It’s time to really focus on this major US drought, which has sent commodity prices for corn and soybeans soaring, leading to a likely jump in global food prices. You know it’s bad when the Financial Times gets on the case.
The world is facing a new food crisis as the worst US drought in more than 50 years pushes the agricultural commodity prices to record highs.
Corn and soyabean prices surged to record highs on Thursday, surpassing the peaks of the 2007-08 crisis that sparked food riots in more than 30 countries. Wheat prices are not yet at record levels but have rallied more than 50 per cent in five weeks, exceeding prices reached in the wake of Russia’s 2010 export ban.

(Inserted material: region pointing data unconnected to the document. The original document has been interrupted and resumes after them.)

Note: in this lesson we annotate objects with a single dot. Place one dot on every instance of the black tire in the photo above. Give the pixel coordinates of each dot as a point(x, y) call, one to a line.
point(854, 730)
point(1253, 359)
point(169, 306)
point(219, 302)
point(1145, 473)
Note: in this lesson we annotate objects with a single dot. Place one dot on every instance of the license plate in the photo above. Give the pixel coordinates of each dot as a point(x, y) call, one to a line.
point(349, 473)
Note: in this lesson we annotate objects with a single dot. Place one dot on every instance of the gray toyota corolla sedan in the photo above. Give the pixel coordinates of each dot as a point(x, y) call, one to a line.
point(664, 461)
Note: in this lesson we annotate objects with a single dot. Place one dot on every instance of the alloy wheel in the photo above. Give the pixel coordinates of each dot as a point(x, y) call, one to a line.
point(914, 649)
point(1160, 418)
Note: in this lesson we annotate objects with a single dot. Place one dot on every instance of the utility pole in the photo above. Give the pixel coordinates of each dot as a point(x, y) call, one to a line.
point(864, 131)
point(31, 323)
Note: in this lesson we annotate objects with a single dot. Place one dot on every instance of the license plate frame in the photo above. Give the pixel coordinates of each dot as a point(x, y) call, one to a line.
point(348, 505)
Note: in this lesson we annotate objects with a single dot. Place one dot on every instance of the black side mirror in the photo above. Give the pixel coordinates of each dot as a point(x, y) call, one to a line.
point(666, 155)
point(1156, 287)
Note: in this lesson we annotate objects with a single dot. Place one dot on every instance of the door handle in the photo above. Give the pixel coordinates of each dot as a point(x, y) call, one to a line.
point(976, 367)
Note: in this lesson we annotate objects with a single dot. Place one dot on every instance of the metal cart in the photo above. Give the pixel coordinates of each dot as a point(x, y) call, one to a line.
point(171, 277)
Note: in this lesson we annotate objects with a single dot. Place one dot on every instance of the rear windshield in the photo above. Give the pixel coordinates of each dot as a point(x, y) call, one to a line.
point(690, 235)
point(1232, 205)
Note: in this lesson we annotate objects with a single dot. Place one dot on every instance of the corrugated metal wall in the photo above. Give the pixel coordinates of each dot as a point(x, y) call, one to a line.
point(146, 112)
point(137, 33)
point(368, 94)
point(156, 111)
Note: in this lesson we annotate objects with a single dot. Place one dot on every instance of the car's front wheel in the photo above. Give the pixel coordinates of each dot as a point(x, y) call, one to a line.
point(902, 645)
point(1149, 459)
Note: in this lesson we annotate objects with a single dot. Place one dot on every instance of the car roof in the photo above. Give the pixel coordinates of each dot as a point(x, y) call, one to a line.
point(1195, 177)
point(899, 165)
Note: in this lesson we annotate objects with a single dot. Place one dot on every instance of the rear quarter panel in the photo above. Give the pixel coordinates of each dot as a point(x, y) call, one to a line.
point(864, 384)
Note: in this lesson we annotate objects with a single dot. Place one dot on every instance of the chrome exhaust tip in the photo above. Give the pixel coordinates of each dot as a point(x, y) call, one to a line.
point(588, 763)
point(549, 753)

The drought in the US, which supplies nearly half the world’s exports of corn and much of its soyabeans and wheat, will reverberate well beyond its borders, affecting consumers from Egypt to China.
“I’ve been in the business more than 30 years and this is by far and away the most serious weather issue and supply and demand problem that I have seen by a mile,” said a senior executive at a trading house. “It’s not even comparable to 2007-08.”
(As a side note, really Financial Times? Soyabeans?)
The 2007-08 crisis was largely the fault of commodity speculation pushing oil and food prices upward. This is a “natural” event (if you ignore the man-made effects of climate change leading to weather events like droughts), perhaps not as bad as the Dust Bowl years of the 1930s, but as bad as any drought since 1956. We haven’t seen the full impact hit the markets yet, but it can’t help but have an impact, given the huge market share of corn and soybean exports from the United States.
Just a word here about the Federal Reserve’s “credibility.” Their resistance to engage in monetary accommodation was tied directly into their credibility on prices, wary of anything that even looks like inflation. The drought shows that this is not completely within their power. They didn’t control the weather, and now we’re sure to see commodity inflation at home and abroad. Surely we would be in a better position to deal with this if we weren’t in this holding pattern on the economy for the last couple years, with the Fed unwilling to take measures to boost growth. Now this drought strikes in the middle of a shaky economy and could send it tipping over the edge. This will directly affect consumer spending on key necessities – if you can find a food product these days that does NOT include corn or soybeans, bravo – and raise costs for restaurants, a key part of the small business sector.
The worst outcome would be for the Fed or other central banks to react to rising corn and soybean prices with monetary tightening designed to get inflation under control. That would harm an already battered economy and basically lead to the worst of all possible worlds, in the name of keeping a lid on inflation.
It would be nice if this tragedy led to a fundamental rethinking about the national security and macroeconomic implications of climate change, but let’s not get crazy here.